Protegge e salva gli internati

Superata la crisi suscitata in lui dalla richiesta di compiere selezioni, il dottor B. non dovette affrontare altre difficoltà degne di nota ad Auschwitz. Egli consolidò una rete notevole di rapporti con medici prigionieri… Quando si ammalavano provvedeva perché potessero avere i farmaci necessari e perché venisse prestata loro l’assistenza del caso e li visitava egli stesso. Li aiutò a mandare messaggi a mogli e amici in altre parti del campo, e ne favorì gli incontri. Contribuì alla loro sopravvivenza tenendoli informati sui vari punti di vista e sui vari progetti di cui si parlava fra le autorità ad Auschwitz.

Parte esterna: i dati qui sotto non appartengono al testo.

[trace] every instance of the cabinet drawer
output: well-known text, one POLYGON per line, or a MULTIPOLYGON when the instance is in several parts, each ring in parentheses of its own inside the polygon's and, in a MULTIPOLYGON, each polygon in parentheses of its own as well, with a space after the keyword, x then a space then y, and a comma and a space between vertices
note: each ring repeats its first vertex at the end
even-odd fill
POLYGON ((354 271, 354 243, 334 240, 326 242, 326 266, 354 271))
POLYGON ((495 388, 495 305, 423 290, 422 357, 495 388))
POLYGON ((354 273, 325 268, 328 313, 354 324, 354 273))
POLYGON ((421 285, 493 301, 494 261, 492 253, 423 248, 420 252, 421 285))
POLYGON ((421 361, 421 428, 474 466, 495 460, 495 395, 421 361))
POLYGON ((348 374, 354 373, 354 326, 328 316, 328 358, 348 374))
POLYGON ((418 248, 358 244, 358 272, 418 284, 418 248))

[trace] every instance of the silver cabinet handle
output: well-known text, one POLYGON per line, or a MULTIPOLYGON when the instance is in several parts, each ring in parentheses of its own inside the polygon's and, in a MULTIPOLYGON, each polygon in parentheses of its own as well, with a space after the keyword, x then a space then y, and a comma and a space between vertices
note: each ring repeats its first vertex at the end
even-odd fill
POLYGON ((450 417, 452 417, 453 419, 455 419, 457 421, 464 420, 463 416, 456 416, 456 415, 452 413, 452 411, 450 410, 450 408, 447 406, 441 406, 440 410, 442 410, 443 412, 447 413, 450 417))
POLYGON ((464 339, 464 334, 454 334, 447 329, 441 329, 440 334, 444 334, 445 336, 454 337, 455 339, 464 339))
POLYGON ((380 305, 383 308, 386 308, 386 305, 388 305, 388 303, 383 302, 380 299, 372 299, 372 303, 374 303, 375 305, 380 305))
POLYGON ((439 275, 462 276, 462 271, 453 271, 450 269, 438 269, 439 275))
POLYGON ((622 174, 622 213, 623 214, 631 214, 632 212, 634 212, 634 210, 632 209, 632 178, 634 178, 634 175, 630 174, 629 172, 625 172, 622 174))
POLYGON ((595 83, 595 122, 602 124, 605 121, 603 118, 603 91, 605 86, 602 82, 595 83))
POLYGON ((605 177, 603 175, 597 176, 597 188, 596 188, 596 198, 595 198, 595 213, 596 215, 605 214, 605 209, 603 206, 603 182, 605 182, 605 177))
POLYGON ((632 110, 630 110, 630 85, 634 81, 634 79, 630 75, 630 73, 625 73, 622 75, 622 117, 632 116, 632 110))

E salvò direttamente vite umane in altri modi: proteggendo i medici prigionieri dalle selezioni, trovandoli e salvandoli dalla camera a gas dopo che erano già stati selezionati e sottoponendoli a esperimenti benigni…
Lifton, op. cit., pp. 410-411

L’amicizia con Mengele

Il dottor B. ricordava Mengele come «premuroso», «un camerata veramente bravo»… e ammirevole nelle sue «aperte ammissioni di simpatia e antipatia…»

Quando sollevai il problema degli esperimenti di Mengele sull’uomo, B. insorse in difesa dell’amico: gli esperimenti sull’uomo erano una «cosa relativamente minore» ad Auschwitz; i bambini (che costituivano di gran lunga la maggior parte dei gemelli studiati da Mengele) avevano poche probabilità di sopravvivere ad Auschwitz, ma Mengele si assicurò che fossero ben nutriti e che ci si prendesse cura di loro … E quando io chiesi a B. se fosse disposto a mutare opinione nel caso che io gli avessi fornito ampia prova dell’abitudine di Mengele di mandare ogni tanto alla camera a gas uno o entrambi i gemelli di ogni coppia, B. rispose senza esitazione di no «perché nelle condizioni di Auschwitz si deve sempre dire che gli esperimenti di Mengele non erano forme di crudeltà».
Lifton, op. cit., p. 419

Evacuato a Dachau, consegna una pistola ai colleghi ebrei

All’avvicinarsi delle forze alleate, egli discusse con i medici prigionieri possibili accomodamenti per permettere loro di sottrarsi al controllo dei nazisti, compresa l’idea di fornire loro uniformi di SS. Poi strinse loro la mano e li «salutò in modo molto amichevole», dopo di che estrasse una pistola dal suo cassetto e la diede a uno di loro come forma di protezione.
Lifton, op. cit., p. 424

Rimane comunque un nazista

Alla fine dell’intervista, paragonando il periodo nazista a oggi, disse che, nonostante la «liberazione totale» di oggi, c’è un’assenza di «ideali per i giovani», una «mancanza di impegno», che conduce a «condizioni di caos» e all’assenza di una «comunità unita». I nazisti «esagerarono» nella direzione opposta, riconobbe, ma nei metodi certamente «primitivi» di Hitler c’era «qualcosa di giusto», e qualcosa «di buono nei nazisti».